You are viewing a plain text version of this content. The canonical link for it is here.
Posted to solr-user@lucene.apache.org by kostali hassan <me...@gmail.com> on 2015/12/02 12:02:31 UTC

indexing rich data from directory using solarium

HOW I can indexing from solarium rich data(msword and pdf files) from a
dirctory who contient many files, MY config is

$config = array(
         "endpoint" => array("localhost" => array("host"=>"127.0.0.1",
         "port"=>"8983", "path"=>"/solr", "core"=>"demo",)
        ) );

I try this code:

$dir = new Folder($dossier);
$files = $dir->find('.*\.*');
foreach ($files as $file) {
$file = new File($dir->pwd() . DS . $file);

$update = $client->createUpdate();

$query = $client->createExtract();
$query->setFile($file->pwd());
$query->setCommit(true);
$query->setOmitHeader(false);
$doc = $query->createDocument();
$doc->id =$file->pwd();
$doc->name = $file->name;
$doc->title = $file->name();
$query->setDocument($doc);

$result = $client->extract($query);
}

When i execute it i get this ERROR:

org.apache.solr.common.SolrException: URLDecoder: Invalid character
encoding detected after position 79 of query string / form data (while
parsing as UTF-8)

Re: indexing rich data from directory using solarium

Posted by Gora Mohanty <go...@mimirtech.com>.
On 2 December 2015 at 21:59, Erik Hatcher <er...@gmail.com> wrote:
> Gora -
>
> SimplePostTool actually already adds the literal.id parameter* when in “auto” mode (and it’s not an XML, JSON, or CSV file).

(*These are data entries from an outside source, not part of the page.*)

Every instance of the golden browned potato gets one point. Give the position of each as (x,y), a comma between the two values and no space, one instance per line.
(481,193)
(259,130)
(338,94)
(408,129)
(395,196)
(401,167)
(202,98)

Ah, OK. It has been a while since I actually used the tool. Thanks for the info.

Regards,
Gora

Re: indexing rich data from directory using solarium

Posted by Erik Hatcher <er...@gmail.com>.
Gora - 

SimplePostTool actually already adds the literal.id parameter* when in “auto” mode (and it’s not an XML, JSON, or CSV file).

	Erik


* See https://github.com/apache/lucene-solr/blob/d4762c1a2677a44c8a580b97cccc239e1e91a25d/solr/core/src/java/org/apache/solr/util/SimplePostTool.java#L786 <https://github.com/apache/lucene-solr/blob/d4762c1a2677a44c8a580b97cccc239e1e91a25d/solr/core/src/java/org/apache/solr/util/SimplePostTool.java#L786>


—
Erik Hatcher, Senior Solutions Architect
http://www.lucidworks.com <http://www.lucidworks.com/>



> On Dec 2, 2015, at 11:18 AM, Gora Mohanty <go...@mimirtech.com> wrote:
> 
> On 2 December 2015 at 17:16, kostali hassan <me...@gmail.com> wrote:
>> yes its logic Thank you , but i want understand why the same data is
>> indexing fine in shell using windows SimplePostTool :
>>> 
>>> D:\solr\solr-5.3.1>java -classpath example\exampledocs\post.jar -Dauto=yes
>>> -Dc=solr_docs_core -Ddata=files -Drecursive=yes
>>> org.apache.solr.util.SimplePostTool D:\Lucene\document ;
> 
> That seems strange. Are you sure that you are posting the same PDF.
> With SimplePostTool, you should be POSTing to the URL
> /solr/update/extract?literal.id=myid , i.e., you need an option of
> something like:
> -Durl=http://localhost:8983/solr/update/extract?literal.id=myid in the
> command line for SimplePostTool.
> 
> Likewise, I am not that familiar with Solarium. Are you sure that the
> file is being POSTed to /solr/update/extract . Are you seeing any
> errors in your Solr logs?
> 
> Regards,
> Gora


Re: indexing rich data from directory using solarium

Posted by kostali hassan <me...@gmail.com>.
the prob with posting using line commande is :

I start working in solr 5.3.1 by extract solr in D://solr and run solr
server with :

D:\solr\solr-5.3.1\bin>solr start ;

Then I create a core in standalone mode :

D:\solr\solr-5.3.1\bin>solr create -c mycore

I need indexing from system files (word and pdf) and the schema API don’t
have a field “name” of document, then I Add this field using curl :

curl -X POST -H 'Content-type:application/json' --data-binary '{

  "add-field":{

     "name":"name",

     "type":"text_general",

     "stored":true,

     “indexed”:true }

}' http://localhost:8983/solr/mycore/schema



And re-index all document.with windows SimplepostTools:

D:\solr\solr-5.3.1>java -classpath example\exampledocs\post.jar -Dauto=yes
-Dc=mycore -Ddata=files -Drecursive=yes org.apache.solr.util.SimplePostTool
D:\Lucene\document ;



But even if the field “name” is succeffly added he is empty ; the field
title get the name for only pdf document not for msword(.doc and .docx).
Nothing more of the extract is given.